En la población de 15 a 50 años es donde se generan más suicidios (Foto: Archivo/ Francisco Guasco/ Cuartoscuro)
El suicidio afecta seriamente a muchos países, entre ellos México, pero de acuerdo a la Organización Mundial de la Salud (OMS), América mantiene los índices relativamente bajos, con el 5.4 por ciento, comparados con el 31.2 de Guayana o el 0.4 de Barbados.

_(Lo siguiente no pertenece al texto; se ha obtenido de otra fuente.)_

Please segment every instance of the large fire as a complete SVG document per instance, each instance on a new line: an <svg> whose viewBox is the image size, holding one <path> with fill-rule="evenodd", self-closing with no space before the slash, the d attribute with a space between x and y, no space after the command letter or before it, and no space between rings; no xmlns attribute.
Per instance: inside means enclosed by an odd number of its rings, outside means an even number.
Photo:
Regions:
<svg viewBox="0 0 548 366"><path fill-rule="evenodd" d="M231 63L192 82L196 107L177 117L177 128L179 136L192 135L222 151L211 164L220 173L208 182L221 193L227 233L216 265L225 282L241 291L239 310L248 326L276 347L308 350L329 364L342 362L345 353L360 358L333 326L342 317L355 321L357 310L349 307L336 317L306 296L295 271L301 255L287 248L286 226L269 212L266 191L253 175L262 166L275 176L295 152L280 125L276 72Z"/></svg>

Así lo expuso en conferencia digital el médico José Luis Vázquez Martínez, quien manifestó que “este fenómeno está presente en todos los países de América, con una tasa promedio en la región del 9.1 por ciento por cada 100 mil habitantes. Estas cifras son de 2016, pero es muy complejo obtener la información por las causas de mortalidad, en donde los países enfrentan grandes retos desde la manera en que registran la información con claridad”.
Aseguró que es preocupante este fenómeno de salud pública porque tiene un efecto a largo plazo entre las personas que sobreviven a un proceso de intento de autolesión.
Las personas que deciden “cometer homicidio contra sí mismos es porque primero pasan por un proceso de intencionalidad en donde hay muchos elementos, y el acto de quitarse la vida deliberadamente es muy amplia, en ocasiones es un proceso continuo porque no pueden vivir de manera objetiva”.
Cuando estas personas comienzan con ideación suicida e intentos es porque tienen una serie de factores que se conjugan para llevarlos a esa intención, por eso las Organización de Estados Americanos (OEA) ha emitido un documento en donde se buscará tener un mejor impacto en la salud, bienestar y desarrollo públicos para disminuir la tasa de mortalidad del suicidio al 3.4 por ciento, pero esto se tiene proyectado alcanzar hasta el 2030.
El profesionista dejó claro que en estos estudios no se incluyen trastornos de personalidad que llevan a la autoagresión y que van restando años de vida sana a estas personas y que en ocasiones termina en muerte prematura.
Lamentablemente la tasa más alta de quienes terminan con su vida se da en la población económicamente activa, que es de los 15 a los 50 años, edades que son considerables las mejores en términos de productividad y todo eso se pierde por la prematura autolesión.
Ahora el COVID-19 también debe de tomarse en cuenta como causa que abona a que haya quienes psicológicamente no puedan lidiar de la mejor manera con las medidas que hay que tomar para conservar la salud.
“Tienen miedo a contagiarse, saber de muertes en su entorno, en el país; el impacto es fuerte, porque también están las medidas para evitar la infección y la distancia física. Hay que seguir analizando los efectos psicosociales, porque también hay crisis en el trabajo, por los niveles de ingresos. Todo eso desemboca en crisis que sabemos hacen que se disparen más fácilmente otras circunstancias como pérdidas, ya sea laborales o estar rodeados de personas que también tengan comportamientos negativos”.
Manifestó que no hay que olvidar este fenómeno de trastornos mentales en un marco social en donde hay aislamiento y esto puede influenciar para el consumo de sustancias que predisponen a los suicidas.
Estas alteraciones son provocadas por una enzima transportadora de la serotonina, que al no tener los niveles adecuados puede llevar a la depresión y también puede ser un factor para la historia suicida en adolescentes.
Hay otros temas que no favorecen a la salud mental y son factores de peso como la depresión, ansiedad, esquizofrenia, trastorno bipolar, anorexia, entre otras.